Abstract

INTRODUCTION: Dyspepsia is one of the most commonly addressed gastrointestinal problems in the outpatient settings, globally thought to affect 7-45% of the population. The majority of cases with dyspepsia are functional, as defined by the Rome Criteria, and have no organic cause. A rare cause of organic dyspepsia is gastric sarcoidosis, with only 40-60 cases described in literature so far. We present a case of new onset dyspepsia secondary to sarcoidosis. CASE DESCRIPTION/METHODS: Our patient was a 48 year-old African American female with a history of pulmonary sarcoidosis, which had been treated with systemic steroids and methotrexate and had been stable off medications. During a routine healthcare visit, she reported new onset of nausea and heartburn for one month, failed trial of PPI and then was referred for an EGD. Endoscopy showed grade A gastro-esophageal junction esophagitis and erosive gastritis. Biopsies of gastric antrum and body showed severe active chronic gastritis with non-necrotizing granulomatous inflammation, with negative staining for fungi, mycobacteria and H pylori, diagnosed as gastric sarcoidosis.

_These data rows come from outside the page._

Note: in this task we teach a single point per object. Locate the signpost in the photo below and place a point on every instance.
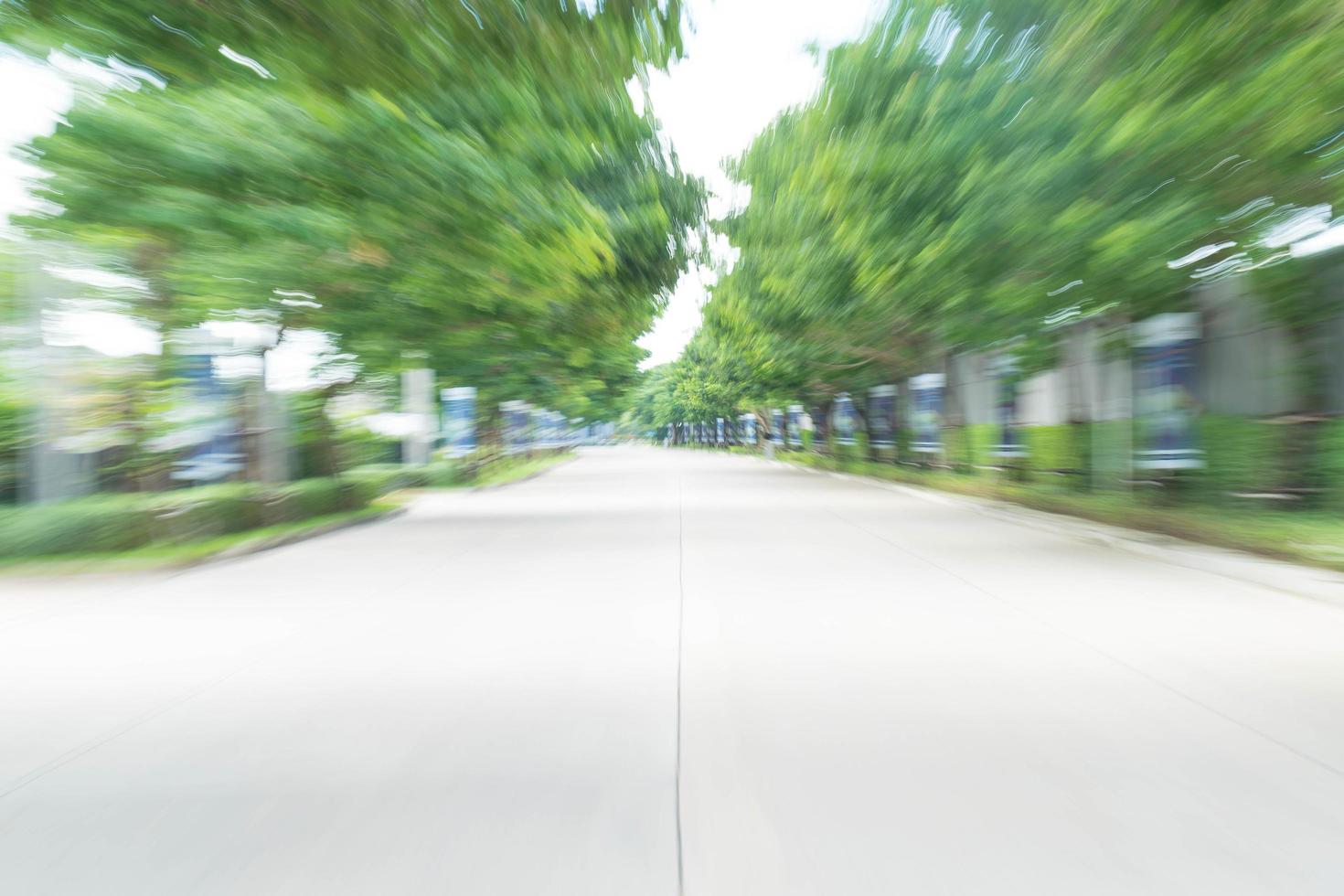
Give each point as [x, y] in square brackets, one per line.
[1166, 402]
[748, 429]
[795, 426]
[1006, 410]
[926, 406]
[459, 406]
[846, 420]
[882, 417]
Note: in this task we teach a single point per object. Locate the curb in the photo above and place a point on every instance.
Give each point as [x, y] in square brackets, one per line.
[109, 566]
[283, 540]
[529, 475]
[1241, 566]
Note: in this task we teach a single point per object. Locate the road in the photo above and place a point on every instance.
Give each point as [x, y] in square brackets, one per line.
[655, 669]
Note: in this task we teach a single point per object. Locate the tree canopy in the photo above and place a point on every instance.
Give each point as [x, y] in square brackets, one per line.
[471, 183]
[974, 169]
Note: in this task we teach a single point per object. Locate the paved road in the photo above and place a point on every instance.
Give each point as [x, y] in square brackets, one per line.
[880, 693]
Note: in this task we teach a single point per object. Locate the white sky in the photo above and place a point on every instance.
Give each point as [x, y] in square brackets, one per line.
[746, 62]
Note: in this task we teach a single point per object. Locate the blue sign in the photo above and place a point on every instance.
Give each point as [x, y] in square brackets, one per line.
[218, 453]
[846, 420]
[795, 434]
[459, 420]
[1006, 410]
[882, 417]
[1167, 404]
[746, 427]
[517, 425]
[926, 403]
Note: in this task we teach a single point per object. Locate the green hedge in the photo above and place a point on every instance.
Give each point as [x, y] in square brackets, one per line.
[111, 523]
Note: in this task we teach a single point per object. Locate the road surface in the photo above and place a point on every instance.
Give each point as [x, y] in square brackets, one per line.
[652, 670]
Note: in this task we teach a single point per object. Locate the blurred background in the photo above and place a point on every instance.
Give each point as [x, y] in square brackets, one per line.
[271, 261]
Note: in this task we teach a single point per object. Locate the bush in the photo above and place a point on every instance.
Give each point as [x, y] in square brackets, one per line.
[94, 524]
[205, 512]
[111, 523]
[1055, 448]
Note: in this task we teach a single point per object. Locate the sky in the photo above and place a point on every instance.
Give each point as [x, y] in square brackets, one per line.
[746, 62]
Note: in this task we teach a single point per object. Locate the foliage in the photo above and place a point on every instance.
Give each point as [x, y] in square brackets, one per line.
[469, 185]
[976, 171]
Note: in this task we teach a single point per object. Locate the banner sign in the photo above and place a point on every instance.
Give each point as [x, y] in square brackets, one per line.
[926, 410]
[459, 420]
[882, 417]
[846, 420]
[208, 425]
[1167, 406]
[517, 423]
[1006, 409]
[795, 426]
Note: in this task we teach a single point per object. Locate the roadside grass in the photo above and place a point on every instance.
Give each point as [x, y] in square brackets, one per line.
[1313, 538]
[168, 555]
[171, 557]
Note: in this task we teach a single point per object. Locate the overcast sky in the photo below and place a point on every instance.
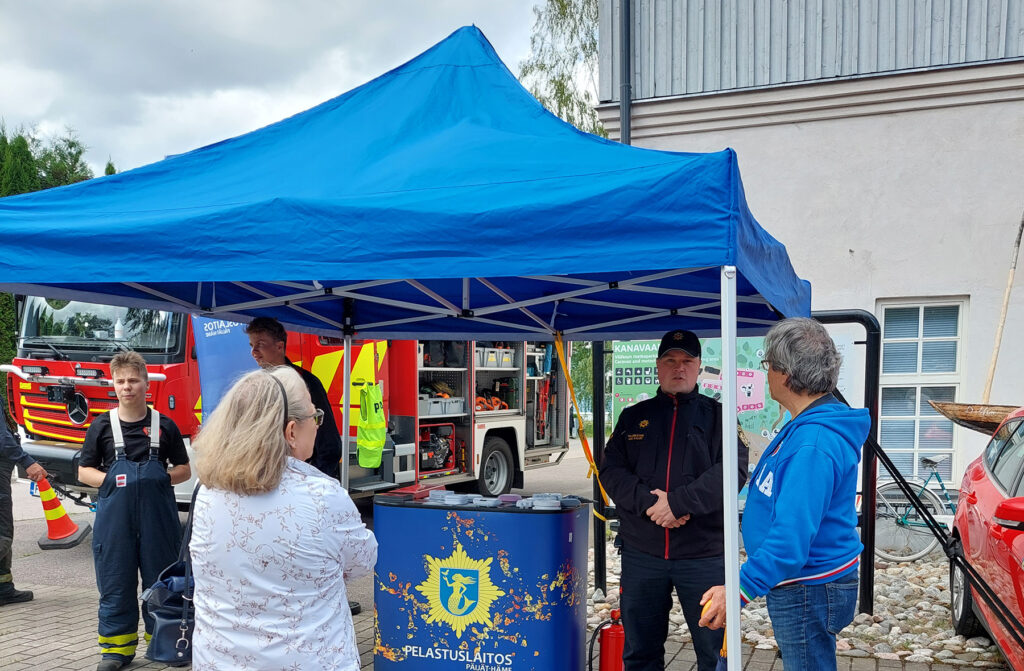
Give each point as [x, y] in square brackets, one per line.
[140, 80]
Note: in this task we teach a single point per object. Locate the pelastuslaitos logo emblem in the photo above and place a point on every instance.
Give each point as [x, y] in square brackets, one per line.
[459, 590]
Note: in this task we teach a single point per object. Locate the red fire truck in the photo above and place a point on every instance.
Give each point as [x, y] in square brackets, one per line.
[474, 415]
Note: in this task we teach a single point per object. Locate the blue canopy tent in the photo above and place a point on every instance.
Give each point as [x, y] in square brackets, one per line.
[437, 201]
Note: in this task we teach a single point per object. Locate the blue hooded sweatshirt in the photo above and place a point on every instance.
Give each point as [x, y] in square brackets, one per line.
[800, 523]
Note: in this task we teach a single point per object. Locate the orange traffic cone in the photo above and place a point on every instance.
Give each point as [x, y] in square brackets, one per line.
[61, 533]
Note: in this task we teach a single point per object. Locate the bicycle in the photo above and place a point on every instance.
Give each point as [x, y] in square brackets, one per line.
[900, 532]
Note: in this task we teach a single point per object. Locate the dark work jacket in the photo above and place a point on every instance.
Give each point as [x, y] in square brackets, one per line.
[327, 448]
[674, 444]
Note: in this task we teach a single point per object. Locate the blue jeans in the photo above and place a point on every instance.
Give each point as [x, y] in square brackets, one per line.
[647, 583]
[807, 618]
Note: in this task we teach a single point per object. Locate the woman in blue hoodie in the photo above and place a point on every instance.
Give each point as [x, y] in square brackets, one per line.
[800, 523]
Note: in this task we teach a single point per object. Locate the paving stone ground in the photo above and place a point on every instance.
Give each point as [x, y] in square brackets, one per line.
[57, 632]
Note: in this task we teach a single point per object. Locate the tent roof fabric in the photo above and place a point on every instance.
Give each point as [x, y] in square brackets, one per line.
[438, 200]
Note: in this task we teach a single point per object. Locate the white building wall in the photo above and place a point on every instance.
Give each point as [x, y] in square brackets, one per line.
[899, 186]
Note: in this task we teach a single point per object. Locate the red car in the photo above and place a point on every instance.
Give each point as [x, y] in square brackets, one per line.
[989, 533]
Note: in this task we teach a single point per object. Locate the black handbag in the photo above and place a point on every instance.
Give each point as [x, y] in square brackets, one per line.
[169, 601]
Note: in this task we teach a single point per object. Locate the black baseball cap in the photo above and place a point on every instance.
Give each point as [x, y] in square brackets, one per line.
[685, 340]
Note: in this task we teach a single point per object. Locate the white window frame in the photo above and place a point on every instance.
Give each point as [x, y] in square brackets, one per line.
[920, 380]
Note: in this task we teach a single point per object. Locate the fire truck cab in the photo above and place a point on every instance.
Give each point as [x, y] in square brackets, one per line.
[475, 415]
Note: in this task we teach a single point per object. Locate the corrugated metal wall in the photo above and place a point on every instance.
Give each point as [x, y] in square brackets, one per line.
[693, 46]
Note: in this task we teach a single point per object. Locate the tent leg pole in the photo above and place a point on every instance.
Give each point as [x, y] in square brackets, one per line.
[730, 480]
[346, 409]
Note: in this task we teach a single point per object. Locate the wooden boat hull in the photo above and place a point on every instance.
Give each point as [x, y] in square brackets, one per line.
[980, 417]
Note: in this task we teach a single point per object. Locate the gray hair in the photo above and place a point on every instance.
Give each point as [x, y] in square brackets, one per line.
[241, 447]
[803, 349]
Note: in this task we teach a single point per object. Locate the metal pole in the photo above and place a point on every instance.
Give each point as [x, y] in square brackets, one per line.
[730, 480]
[597, 411]
[868, 460]
[626, 73]
[346, 407]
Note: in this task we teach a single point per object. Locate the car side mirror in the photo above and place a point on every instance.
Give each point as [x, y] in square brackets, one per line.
[1010, 513]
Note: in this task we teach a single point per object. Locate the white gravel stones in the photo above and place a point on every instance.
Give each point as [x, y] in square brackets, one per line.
[910, 620]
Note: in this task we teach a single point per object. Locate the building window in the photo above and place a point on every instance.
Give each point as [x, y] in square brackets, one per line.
[921, 351]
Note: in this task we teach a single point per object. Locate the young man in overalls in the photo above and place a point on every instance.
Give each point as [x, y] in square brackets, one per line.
[134, 456]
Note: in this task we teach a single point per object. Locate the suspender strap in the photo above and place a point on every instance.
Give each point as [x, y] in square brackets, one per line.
[119, 437]
[155, 431]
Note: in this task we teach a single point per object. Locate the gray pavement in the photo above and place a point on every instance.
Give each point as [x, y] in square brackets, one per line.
[57, 630]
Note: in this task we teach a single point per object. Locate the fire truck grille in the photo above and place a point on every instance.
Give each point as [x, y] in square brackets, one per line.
[48, 420]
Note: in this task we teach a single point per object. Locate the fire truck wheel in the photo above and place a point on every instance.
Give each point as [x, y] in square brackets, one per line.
[496, 467]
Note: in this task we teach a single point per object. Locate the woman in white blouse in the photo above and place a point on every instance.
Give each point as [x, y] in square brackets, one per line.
[273, 540]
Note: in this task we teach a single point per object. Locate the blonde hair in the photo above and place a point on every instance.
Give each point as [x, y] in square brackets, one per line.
[129, 359]
[242, 446]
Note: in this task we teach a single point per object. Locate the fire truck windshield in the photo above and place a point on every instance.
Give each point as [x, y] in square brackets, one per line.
[68, 326]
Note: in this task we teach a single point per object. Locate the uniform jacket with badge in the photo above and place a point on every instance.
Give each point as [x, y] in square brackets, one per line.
[671, 443]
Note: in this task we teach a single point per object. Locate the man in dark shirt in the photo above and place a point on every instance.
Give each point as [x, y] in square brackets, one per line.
[11, 455]
[663, 468]
[267, 338]
[134, 456]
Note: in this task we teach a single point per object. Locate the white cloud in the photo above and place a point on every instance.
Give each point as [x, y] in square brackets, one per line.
[141, 80]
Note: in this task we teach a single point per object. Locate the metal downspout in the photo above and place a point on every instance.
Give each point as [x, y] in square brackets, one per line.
[868, 460]
[626, 73]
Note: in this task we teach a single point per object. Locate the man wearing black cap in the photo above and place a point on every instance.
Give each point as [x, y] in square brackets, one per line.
[663, 468]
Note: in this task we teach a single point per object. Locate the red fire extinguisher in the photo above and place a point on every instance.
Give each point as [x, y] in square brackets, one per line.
[612, 639]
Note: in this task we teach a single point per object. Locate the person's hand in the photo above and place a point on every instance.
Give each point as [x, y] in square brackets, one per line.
[660, 513]
[713, 616]
[677, 522]
[36, 472]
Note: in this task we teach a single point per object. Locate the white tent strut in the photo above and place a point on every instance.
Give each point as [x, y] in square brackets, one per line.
[730, 480]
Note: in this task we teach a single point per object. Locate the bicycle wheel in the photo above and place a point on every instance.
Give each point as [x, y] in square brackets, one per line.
[900, 532]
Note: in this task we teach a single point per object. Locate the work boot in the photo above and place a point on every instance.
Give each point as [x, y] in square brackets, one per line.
[10, 595]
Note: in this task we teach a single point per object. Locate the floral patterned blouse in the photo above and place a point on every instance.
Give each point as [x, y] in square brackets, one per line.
[270, 572]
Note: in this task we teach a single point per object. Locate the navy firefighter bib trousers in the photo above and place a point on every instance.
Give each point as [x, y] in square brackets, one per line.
[136, 532]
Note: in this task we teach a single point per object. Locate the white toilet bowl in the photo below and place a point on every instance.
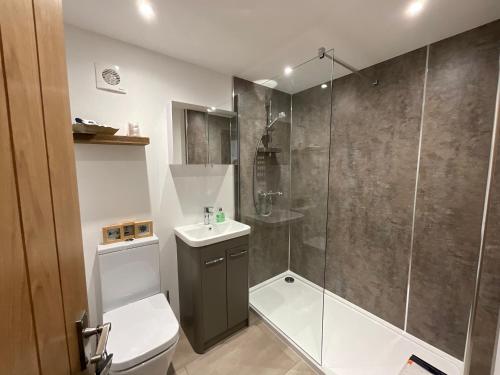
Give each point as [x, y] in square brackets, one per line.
[144, 330]
[143, 337]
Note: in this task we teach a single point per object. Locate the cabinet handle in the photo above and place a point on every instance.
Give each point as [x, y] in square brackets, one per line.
[235, 255]
[214, 261]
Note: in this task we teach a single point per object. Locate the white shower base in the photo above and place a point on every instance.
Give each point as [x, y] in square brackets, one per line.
[355, 341]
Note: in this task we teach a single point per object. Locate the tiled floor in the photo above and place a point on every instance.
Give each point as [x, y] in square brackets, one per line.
[255, 350]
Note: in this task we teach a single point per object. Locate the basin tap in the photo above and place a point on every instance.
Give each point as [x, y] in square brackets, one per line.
[208, 212]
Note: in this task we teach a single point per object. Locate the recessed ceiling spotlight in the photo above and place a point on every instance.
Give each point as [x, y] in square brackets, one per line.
[146, 10]
[415, 8]
[271, 83]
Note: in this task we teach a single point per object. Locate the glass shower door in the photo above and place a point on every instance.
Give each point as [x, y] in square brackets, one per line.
[284, 153]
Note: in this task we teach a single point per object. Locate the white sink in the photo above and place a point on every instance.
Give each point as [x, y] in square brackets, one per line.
[197, 235]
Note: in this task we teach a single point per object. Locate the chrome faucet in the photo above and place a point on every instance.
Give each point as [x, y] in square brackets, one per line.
[208, 212]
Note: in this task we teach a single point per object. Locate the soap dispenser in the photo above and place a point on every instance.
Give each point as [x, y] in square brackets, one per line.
[220, 216]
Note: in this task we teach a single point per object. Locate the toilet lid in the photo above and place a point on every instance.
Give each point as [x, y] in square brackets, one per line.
[140, 331]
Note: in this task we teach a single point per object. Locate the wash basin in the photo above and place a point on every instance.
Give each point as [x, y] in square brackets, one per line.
[197, 235]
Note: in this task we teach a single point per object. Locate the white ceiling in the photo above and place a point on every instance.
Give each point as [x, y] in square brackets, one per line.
[256, 39]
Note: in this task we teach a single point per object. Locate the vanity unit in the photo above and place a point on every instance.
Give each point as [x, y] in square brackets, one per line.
[213, 281]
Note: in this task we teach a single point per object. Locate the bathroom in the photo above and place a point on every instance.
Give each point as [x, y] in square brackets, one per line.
[313, 187]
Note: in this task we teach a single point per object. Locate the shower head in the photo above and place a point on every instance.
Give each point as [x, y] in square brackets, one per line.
[280, 116]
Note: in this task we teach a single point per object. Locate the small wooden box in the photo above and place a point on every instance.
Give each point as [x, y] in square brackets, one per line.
[143, 228]
[112, 233]
[128, 230]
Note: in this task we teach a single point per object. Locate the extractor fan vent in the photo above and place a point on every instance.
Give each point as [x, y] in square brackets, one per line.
[109, 78]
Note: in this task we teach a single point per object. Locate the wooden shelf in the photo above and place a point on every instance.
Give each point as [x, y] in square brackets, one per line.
[106, 139]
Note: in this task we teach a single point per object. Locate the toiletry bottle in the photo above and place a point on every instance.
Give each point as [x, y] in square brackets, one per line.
[220, 217]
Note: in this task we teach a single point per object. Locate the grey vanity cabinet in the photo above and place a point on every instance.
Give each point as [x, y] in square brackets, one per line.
[237, 285]
[213, 290]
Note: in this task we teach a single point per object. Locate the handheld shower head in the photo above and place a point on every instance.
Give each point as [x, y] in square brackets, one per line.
[280, 116]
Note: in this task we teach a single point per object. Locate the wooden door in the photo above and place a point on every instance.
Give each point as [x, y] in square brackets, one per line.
[43, 289]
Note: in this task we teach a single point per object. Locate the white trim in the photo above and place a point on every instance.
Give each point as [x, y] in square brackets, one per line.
[422, 112]
[473, 308]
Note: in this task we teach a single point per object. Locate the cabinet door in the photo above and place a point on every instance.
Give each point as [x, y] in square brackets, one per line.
[213, 263]
[237, 285]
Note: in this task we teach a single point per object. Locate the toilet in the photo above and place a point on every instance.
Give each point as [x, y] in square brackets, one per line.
[144, 329]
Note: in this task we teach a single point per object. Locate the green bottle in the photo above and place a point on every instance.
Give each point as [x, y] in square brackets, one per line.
[220, 217]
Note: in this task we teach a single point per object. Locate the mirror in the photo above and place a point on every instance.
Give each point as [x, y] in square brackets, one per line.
[203, 135]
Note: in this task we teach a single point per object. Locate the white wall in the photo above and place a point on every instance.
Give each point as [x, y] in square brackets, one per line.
[126, 182]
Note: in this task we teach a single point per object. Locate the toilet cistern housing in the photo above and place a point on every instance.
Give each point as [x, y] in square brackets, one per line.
[130, 271]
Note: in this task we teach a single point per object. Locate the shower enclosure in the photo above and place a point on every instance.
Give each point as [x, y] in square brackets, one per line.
[284, 130]
[366, 204]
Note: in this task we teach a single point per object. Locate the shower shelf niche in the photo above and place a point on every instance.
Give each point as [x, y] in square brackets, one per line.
[269, 149]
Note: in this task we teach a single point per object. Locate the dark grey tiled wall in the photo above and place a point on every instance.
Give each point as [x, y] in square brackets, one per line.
[458, 121]
[219, 139]
[197, 137]
[372, 185]
[270, 238]
[309, 152]
[375, 142]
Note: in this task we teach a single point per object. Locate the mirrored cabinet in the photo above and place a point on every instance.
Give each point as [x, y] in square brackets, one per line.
[203, 135]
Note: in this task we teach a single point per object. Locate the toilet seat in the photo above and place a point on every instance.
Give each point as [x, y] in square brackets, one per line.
[140, 331]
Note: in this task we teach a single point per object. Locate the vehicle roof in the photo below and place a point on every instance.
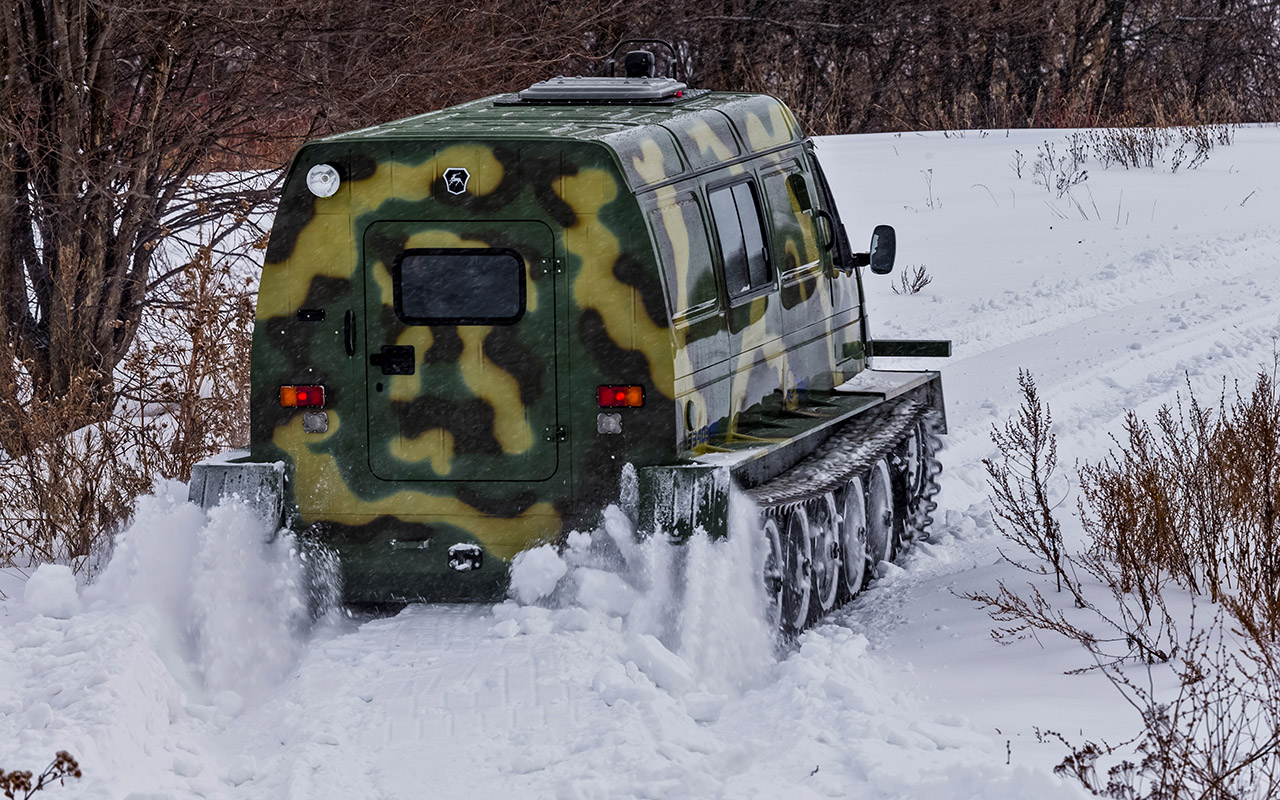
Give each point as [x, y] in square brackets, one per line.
[654, 144]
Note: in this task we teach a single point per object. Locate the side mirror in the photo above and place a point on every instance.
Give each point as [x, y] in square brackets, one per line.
[883, 248]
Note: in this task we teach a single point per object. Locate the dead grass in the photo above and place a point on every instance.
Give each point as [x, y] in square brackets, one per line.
[1188, 504]
[182, 396]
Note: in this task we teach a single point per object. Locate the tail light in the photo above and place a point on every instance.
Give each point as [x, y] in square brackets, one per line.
[301, 397]
[620, 397]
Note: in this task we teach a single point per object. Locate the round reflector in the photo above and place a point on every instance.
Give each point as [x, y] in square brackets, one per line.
[323, 181]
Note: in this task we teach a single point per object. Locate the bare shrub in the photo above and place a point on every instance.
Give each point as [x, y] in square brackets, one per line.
[1019, 483]
[1059, 173]
[22, 781]
[910, 280]
[1196, 499]
[1217, 736]
[1192, 503]
[183, 394]
[1147, 146]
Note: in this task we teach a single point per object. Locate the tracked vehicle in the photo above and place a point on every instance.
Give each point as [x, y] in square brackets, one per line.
[471, 320]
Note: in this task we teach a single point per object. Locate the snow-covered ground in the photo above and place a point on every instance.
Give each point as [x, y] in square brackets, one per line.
[188, 667]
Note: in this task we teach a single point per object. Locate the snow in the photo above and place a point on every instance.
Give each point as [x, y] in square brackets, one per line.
[51, 592]
[205, 659]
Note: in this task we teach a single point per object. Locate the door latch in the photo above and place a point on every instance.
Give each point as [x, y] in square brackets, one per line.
[394, 360]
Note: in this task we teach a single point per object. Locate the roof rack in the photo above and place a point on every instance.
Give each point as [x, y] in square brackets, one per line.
[595, 90]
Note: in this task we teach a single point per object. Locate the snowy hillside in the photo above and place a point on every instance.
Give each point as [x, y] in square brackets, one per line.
[187, 670]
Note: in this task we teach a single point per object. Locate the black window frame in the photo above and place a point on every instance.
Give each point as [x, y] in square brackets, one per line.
[767, 243]
[397, 286]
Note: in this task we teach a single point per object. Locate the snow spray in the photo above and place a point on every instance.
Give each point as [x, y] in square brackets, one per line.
[229, 600]
[703, 599]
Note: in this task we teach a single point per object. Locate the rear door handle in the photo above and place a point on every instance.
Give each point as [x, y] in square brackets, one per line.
[394, 360]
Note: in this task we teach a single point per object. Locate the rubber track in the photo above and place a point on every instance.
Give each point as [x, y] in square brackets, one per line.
[845, 455]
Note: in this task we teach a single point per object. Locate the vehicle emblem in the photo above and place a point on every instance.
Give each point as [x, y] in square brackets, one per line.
[456, 179]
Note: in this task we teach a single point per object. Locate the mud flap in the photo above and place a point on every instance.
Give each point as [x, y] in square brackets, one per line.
[260, 485]
[680, 501]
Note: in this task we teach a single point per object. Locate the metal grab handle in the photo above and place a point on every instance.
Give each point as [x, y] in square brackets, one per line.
[831, 228]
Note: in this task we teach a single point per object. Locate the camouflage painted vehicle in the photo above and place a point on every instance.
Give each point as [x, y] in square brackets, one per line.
[471, 320]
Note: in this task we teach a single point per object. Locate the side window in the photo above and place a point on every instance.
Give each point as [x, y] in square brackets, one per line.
[685, 254]
[795, 240]
[736, 211]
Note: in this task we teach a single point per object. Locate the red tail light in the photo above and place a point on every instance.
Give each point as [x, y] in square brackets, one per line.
[301, 397]
[620, 397]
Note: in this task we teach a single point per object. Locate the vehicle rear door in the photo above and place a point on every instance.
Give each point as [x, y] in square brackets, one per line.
[460, 321]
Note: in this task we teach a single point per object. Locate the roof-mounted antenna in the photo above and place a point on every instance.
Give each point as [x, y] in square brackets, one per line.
[641, 63]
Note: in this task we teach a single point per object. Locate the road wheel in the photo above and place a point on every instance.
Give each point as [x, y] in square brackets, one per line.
[853, 538]
[881, 521]
[826, 554]
[773, 568]
[910, 470]
[796, 571]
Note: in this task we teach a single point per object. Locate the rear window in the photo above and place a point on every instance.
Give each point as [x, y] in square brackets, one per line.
[458, 287]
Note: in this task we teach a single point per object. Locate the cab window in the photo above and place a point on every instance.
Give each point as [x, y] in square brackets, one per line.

DISCUSSION: Dyspepsia is a constellation of upper GI symptoms, including the presence of upper abdominal pain or discomfort with or without other symptoms such as nausea, belching and vomiting. Less than 30% of cases of dyspepsia are found to have an organic cause, the most common of which are chronic peptic ulcer disease, gastroesophageal reflux (with or without esophagitis) and malignancy. Among the rarer causes is sarcoidosis. Sarcoidosis is a multi-systemic disease characterized by the histological presence of non-caseating granulomas, which commonly has pulmonary manifestations. Gastrointestinal involvement is extremely uncommon in sarcoidosis and usually asymptomatic, with only 0.1-0.9% of all cases of GI sarcoidosis displaying symptoms. The mainstay of diagnosis is endoscopy with biopsy showing the characteristic non-caseating lesions, after ruling out infections and other etiology. Management consists of immunosuppressive therapy, including corticosteroids. Although rare, it remains the second most common cause of granulomatous gastritis in developed countries and should be kept in mind investigating GI symptoms especially in patients with preexisting disease. Our case also highlights the importance of appropriate upper endoscopy evaluation in cases of new-onset dyspepsia.